Mediterranean Chicken

 

 I have had this dish a few times and knew I could make it better, so I found a recipe and changed a few things. With the first bite your going to be in love with this dish, the wine infuses with the flavors onion, garlic and herbed tomatoes. Followed by the saltiness of the olives.   A light flavorful sauce is created that begs to have you soak it up with a nice piece of crispy bread.  I served this over ziti with a side of roasted vegetables.

 

Ingredients

  • 2 teaspoons olive oil
  • 2 tablespoons white wine
  • 6 skinless, boneless chicken breast halves
  • 3 cloves garlic, minced
  • 1/2 cup diced onion
  • 3 cups tomatoes, chopped
  • 1/2 cup white wine
  • 2 teaspoons chopped fresh thyme
  • 1 tablespoon chopped fresh basil
  • 1/2 cup kalamata olives
  • 1/4 cup chopped fresh parsley
  • salt and pepper to taste

Directions

  1. Heat the oil and 2 tablespoons white wine in a large skillet over medium heat.
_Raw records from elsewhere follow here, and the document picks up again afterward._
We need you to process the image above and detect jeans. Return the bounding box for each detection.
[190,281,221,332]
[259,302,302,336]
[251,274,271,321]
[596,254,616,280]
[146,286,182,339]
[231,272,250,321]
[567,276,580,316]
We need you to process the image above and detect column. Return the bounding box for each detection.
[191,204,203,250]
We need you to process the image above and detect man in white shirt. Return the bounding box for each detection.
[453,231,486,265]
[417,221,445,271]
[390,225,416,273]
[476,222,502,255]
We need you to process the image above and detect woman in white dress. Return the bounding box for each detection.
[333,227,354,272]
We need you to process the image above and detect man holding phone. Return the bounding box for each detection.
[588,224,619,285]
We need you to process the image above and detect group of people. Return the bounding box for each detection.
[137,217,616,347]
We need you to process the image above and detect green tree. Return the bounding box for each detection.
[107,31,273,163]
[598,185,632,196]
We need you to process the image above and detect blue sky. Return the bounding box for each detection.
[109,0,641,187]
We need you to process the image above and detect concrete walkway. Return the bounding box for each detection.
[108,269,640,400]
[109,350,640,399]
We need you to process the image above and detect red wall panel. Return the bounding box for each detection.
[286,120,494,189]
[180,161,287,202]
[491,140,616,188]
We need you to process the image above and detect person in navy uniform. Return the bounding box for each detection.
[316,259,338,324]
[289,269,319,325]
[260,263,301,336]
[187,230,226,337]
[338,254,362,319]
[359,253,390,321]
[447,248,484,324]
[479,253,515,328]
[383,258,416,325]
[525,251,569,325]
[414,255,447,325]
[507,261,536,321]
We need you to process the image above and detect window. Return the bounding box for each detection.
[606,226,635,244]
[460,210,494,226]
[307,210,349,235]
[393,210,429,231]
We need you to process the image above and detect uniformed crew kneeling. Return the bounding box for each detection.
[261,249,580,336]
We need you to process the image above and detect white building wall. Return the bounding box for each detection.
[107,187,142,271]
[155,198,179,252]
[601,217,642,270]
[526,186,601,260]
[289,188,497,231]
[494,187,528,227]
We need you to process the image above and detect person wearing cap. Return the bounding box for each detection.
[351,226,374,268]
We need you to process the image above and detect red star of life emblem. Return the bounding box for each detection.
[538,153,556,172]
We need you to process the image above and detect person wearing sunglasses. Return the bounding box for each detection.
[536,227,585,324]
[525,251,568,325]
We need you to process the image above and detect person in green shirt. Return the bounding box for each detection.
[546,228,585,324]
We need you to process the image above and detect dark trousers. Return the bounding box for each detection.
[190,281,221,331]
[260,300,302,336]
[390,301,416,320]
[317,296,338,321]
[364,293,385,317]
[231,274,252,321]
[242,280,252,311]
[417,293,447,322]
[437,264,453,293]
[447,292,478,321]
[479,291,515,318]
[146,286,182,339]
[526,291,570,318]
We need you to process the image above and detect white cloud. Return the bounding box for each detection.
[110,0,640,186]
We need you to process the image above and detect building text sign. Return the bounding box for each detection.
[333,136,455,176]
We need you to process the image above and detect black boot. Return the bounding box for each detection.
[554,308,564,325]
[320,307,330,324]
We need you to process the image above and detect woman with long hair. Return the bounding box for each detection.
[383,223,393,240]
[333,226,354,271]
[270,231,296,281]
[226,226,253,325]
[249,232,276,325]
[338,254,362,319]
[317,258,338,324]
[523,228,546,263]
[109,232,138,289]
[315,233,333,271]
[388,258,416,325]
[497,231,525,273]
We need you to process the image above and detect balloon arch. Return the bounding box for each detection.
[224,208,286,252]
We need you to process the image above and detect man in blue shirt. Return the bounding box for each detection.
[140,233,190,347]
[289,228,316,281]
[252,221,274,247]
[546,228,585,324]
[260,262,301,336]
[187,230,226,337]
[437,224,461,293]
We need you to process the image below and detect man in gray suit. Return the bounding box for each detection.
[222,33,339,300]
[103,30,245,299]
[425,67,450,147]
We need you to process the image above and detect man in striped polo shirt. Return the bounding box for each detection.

Add chicken and saute about 4 to 6 minutes each side, until golden. Remove chicken from skillet and set aside.
  2. Saute onions in pan drippings for 3 minutess, then add garlic and saute for one minute. Add the wine and scrape up the stuck on peices of onion from the pan.  Add tomatoes and bring to a boil. Lower heat, add thyme and basil and simmer for 5 more minutes.
  3. Return chicken to skillet and cover. Cook over low heat until the chicken is cooked through and no longer pink inside. Add olives and parsley to the skillet and cook for 1 minute. Season with salt and pepper to taste and serve.